La deuxième trace est plus joyeuse. Elle a le goût du lapin et des vol-auvents. Le repas des dimanche chez grand-maman Jeanne. Un repas immuable, comme s’il fallait que les petits bonheurs familiaux réussissent à garder ce qu’ils ont. Un repas que
grand-maman faisait spécialement pour « son Jean-Claude », son héros absolu. Et il y avait toujours ce moment précis où « son Jean-Claude » nous sortait sa petite phrase, celle que tout le monde attendait: « si je quitte ma femme un jour, je retourne chez ma belle-mère ».

La troisième histoire. J’avais 17 ans. Et on n’est pas sérieux quand on a 17 ans, écrivait Rimbaud. Lui poursuivait:

Un beau soir, foin des bocks et de la limonade,
Des cafés tapageurs aux lustres éclatants !
– On va sous les tilleuls verts de la promenade.

Moi je me prenais au sérieux. Très sérieux même, avec cette arrogance des petits hommes qui ne le sont pas encore. Et j’ennuyais grand-maman sur le sens du monde, les révoltes nécessaires et le sens de la frontière.
Je mélangeais tout en beurrant mes tartines.
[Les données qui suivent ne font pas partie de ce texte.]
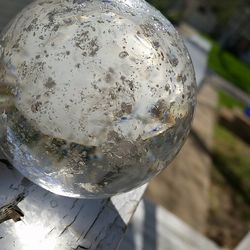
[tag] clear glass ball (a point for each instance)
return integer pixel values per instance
(96, 97)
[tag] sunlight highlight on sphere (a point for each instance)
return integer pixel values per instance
(96, 97)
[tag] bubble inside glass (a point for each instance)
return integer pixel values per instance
(96, 97)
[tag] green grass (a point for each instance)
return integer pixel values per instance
(229, 67)
(232, 158)
(228, 101)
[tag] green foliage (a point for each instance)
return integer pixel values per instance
(228, 101)
(229, 67)
(232, 159)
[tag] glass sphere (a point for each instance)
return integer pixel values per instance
(96, 97)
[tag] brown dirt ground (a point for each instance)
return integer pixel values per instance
(192, 188)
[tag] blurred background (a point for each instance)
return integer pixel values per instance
(202, 201)
(208, 185)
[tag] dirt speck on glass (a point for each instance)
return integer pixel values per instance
(96, 97)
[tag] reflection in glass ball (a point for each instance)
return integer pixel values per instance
(96, 97)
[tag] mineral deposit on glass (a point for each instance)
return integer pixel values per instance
(96, 97)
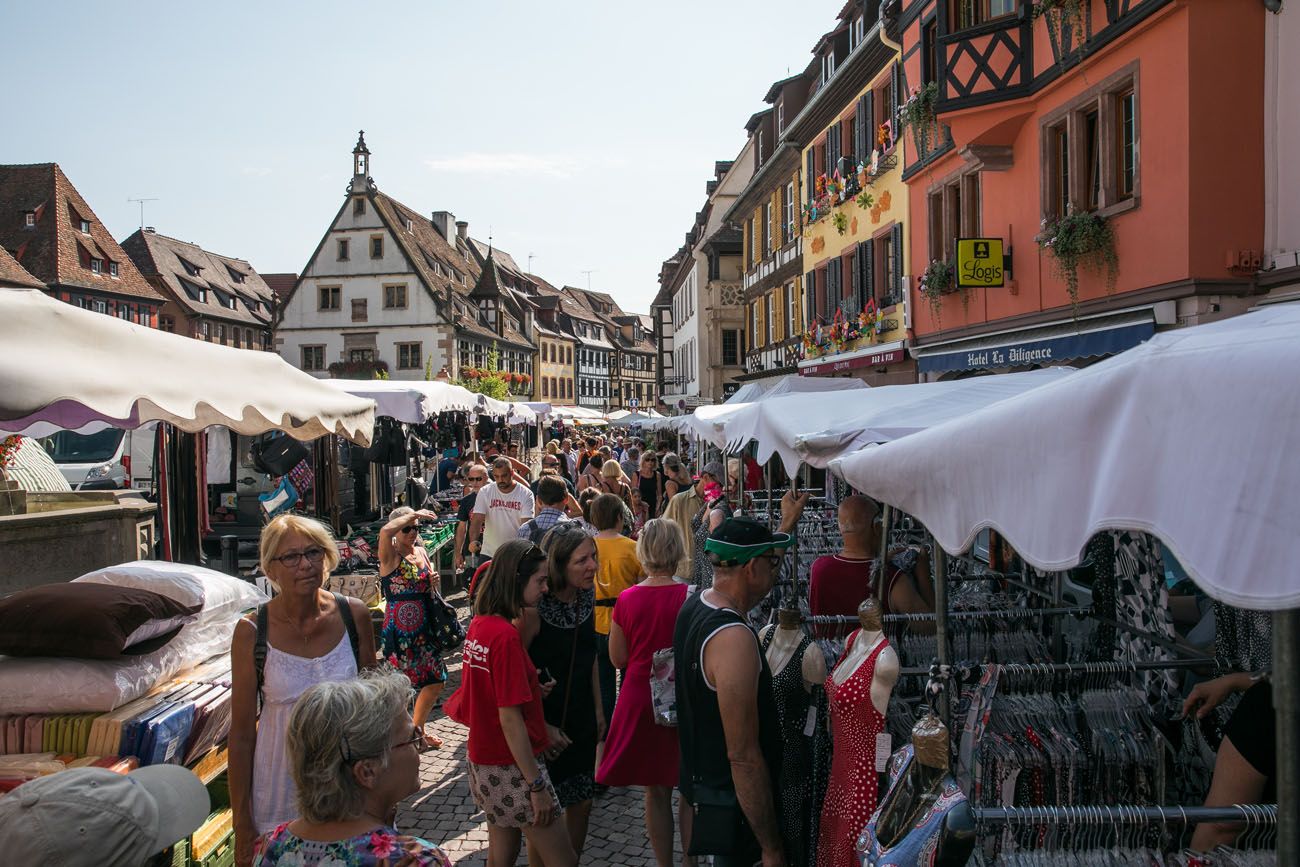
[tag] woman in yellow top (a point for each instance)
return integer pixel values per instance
(619, 569)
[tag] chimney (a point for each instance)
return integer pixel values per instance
(445, 222)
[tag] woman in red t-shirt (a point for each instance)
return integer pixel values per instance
(502, 703)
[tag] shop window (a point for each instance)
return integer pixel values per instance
(394, 297)
(408, 356)
(1091, 150)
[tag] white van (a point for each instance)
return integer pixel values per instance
(105, 459)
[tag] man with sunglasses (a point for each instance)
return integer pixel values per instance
(499, 510)
(726, 709)
(476, 476)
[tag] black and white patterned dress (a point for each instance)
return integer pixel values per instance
(566, 646)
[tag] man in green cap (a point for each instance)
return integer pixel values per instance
(726, 707)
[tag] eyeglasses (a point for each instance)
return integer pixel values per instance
(416, 740)
(313, 555)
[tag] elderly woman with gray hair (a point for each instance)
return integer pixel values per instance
(354, 755)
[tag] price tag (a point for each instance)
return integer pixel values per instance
(883, 751)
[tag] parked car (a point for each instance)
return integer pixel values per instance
(105, 459)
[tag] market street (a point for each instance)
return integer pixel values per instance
(443, 813)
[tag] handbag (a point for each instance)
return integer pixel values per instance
(359, 586)
(718, 824)
(278, 455)
(663, 689)
(447, 632)
(280, 499)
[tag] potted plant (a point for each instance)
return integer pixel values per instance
(1080, 239)
(935, 282)
(918, 112)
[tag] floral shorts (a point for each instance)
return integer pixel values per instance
(501, 792)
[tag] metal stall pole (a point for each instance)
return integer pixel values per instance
(883, 555)
(1286, 703)
(939, 564)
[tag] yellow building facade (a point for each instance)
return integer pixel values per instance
(854, 225)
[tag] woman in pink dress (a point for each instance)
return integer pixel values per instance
(638, 751)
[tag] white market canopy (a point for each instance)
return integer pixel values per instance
(1194, 437)
(64, 367)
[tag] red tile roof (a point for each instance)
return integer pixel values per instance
(55, 250)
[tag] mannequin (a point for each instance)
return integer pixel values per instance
(924, 819)
(858, 694)
(797, 667)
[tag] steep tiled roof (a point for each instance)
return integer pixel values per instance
(232, 289)
(281, 284)
(14, 274)
(55, 250)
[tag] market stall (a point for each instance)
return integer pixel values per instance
(1184, 443)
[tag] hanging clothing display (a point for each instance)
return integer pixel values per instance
(793, 702)
(854, 725)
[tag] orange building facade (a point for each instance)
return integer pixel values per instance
(1126, 131)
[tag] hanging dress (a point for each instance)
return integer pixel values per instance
(918, 846)
(564, 644)
(796, 771)
(853, 792)
(407, 636)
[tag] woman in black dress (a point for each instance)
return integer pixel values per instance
(560, 638)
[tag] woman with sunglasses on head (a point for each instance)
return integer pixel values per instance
(410, 582)
(354, 754)
(307, 641)
(559, 634)
(501, 701)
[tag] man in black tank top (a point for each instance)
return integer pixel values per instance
(726, 709)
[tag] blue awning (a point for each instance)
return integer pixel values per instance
(1041, 346)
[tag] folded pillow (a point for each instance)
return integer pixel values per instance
(216, 593)
(89, 620)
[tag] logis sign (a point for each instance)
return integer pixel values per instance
(980, 263)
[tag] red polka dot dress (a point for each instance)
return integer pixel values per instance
(852, 794)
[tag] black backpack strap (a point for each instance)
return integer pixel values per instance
(345, 610)
(259, 649)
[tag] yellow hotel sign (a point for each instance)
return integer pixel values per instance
(979, 263)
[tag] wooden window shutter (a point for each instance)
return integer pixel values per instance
(866, 269)
(896, 234)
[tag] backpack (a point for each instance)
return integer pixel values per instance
(259, 645)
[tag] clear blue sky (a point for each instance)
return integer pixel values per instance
(580, 131)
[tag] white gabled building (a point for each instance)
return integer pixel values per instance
(381, 290)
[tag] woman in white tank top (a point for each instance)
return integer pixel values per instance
(306, 642)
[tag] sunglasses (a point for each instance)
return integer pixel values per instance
(313, 555)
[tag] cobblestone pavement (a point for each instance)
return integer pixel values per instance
(442, 811)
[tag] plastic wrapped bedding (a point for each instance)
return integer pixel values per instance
(43, 685)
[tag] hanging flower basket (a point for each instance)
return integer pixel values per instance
(1078, 239)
Longtemps, je me suis interrogé sur le sens qu’elle donnait à sa longue petite vie. Et puis je me suis souvenu de ces coups de téléphone que l’on recevait parfois, ces dernières années, depuis que ces mains ne parvenaient plus à écrire.
Vous en avez sans doute reçu aussi.

Ces appels où elle commençait toujours par « C’est grand-manman » et où elle voulait simplement nous dire qu’elle pensait à nous et qu’elle nous aimait.
C’était sans doute cela, le sens.

Et soudain, elle n’est plus là.

Et nous devons maintenant nous débrouiller tout seuls.
Au-revoir, petite Jeanne!

 

P.S. La petite Jeanne est partie jeudi dernier. Elle avait 102 ans.